The common workflow for developing autonomous system may need these three pillars. First, platform design with an environment model. Second, autonomous application design that includes perception and planning and control and deployment and testing with the hardware. It will be really ideal if we can design, simulate, analyze, implement, and all the way to test with your system within a unified development ecosystem.
Let me talk about the first pillar to design and develop the robot platform with environment model. Robot manipulator platform development consists of multiple components, including mechanical system design, actuator, electrical system, and the environment model, of course. With MATLAB Simulink, you can optimize your custom design after creating a physical model. You can import CAD model to add autonomous algorithm for robot manipulator. If you have URDF file of your robot model, you can create a simulation model with just one line of code to import and stimulate right away.
Conducting experiment with a real system is too expensive and time consuming, and sometimes it is dangerous. So simulation is a really powerful tool for analyzing, optimizing your system, especially when your system is complex. For many workflow, like testing and debugging your system or training your AI system, the physical system is replaced with a simulation.
This simulation is needed through all stage of the development process with different fidelity, like low-fidelity simulation to high-fidelity simulation. But engineer may need to build a simulation model and the scenario using different tools. So it might be great to simulate your system progressively from low-level especially algorithm to high-fidelity system integration to reduce the risk and development time.
Let's discuss how to model a system with different level of fidelity to better focus on associate design. At the early stage of application development, we may focus on task scheduling of your application using interactive inverse kinematic tool, for example. Then your system can be modeled using simplified motion model. You then quickly iterate your prototype design of the application.
The MATLAB function block here in the left will do those kinds of task scheduling. Here, and we don't pay attention much for any grasping modeling at this stage. Later on, this motion model in the right hand side can be upgraded with more accurate the model of system dynamics.

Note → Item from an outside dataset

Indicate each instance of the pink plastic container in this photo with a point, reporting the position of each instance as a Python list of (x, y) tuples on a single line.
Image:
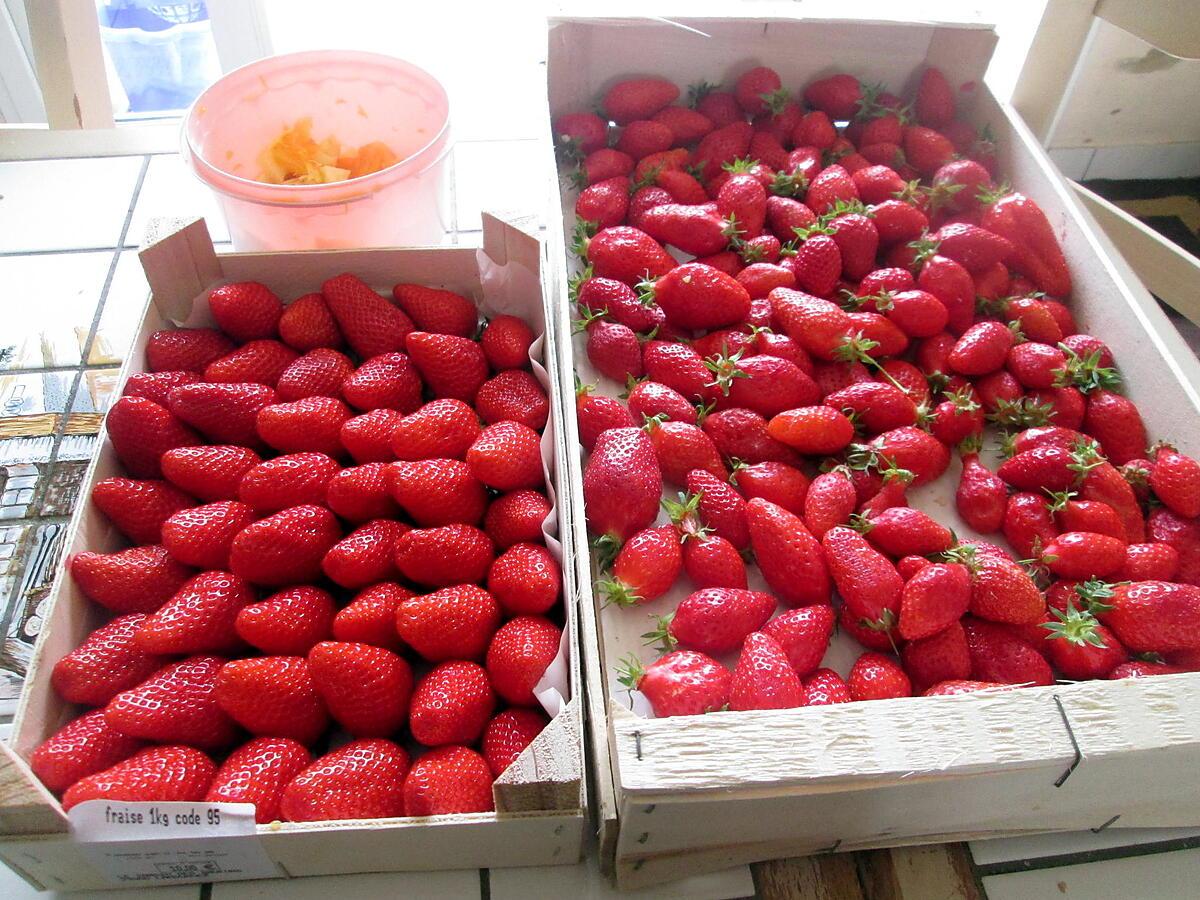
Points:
[(358, 97)]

After task scheduling has been designed and verified with a simple motion model iteratively, then we can add a controller with your robot model, such as more complex manipulator dynamics model that takes joint torque and grip command. But the leftover part remains the same with the previous. Now we can add more high-fidelity robot model.
The main difference from the previous model is plant model. This plant model incorporates the dynamics with a built-in joint limit and the contact modeling as well. This step adds simulation accuracy at the cost of the modeling complexity and simulation speed.
If your application interacts with the environment, you can now do co-simulation relation by connecting Simulink with external simulator, such as a Gazebo simulator, for your robot interacting with the environment with sense data. Unreal game engine can be used for high fidelity and photorealistic simulation with the physics engine. So this is a great example of the importance of having tools that have interoperability with other tools seamlessly.
Moving on to the next pillar, adding autonomous algorithm for perception planning and control. Before we jump into a perception example, let's take a look at how deep learning can be applied for your robot perception. First, advanced in speech-to-text technology are significantly enabling voice-driven robot.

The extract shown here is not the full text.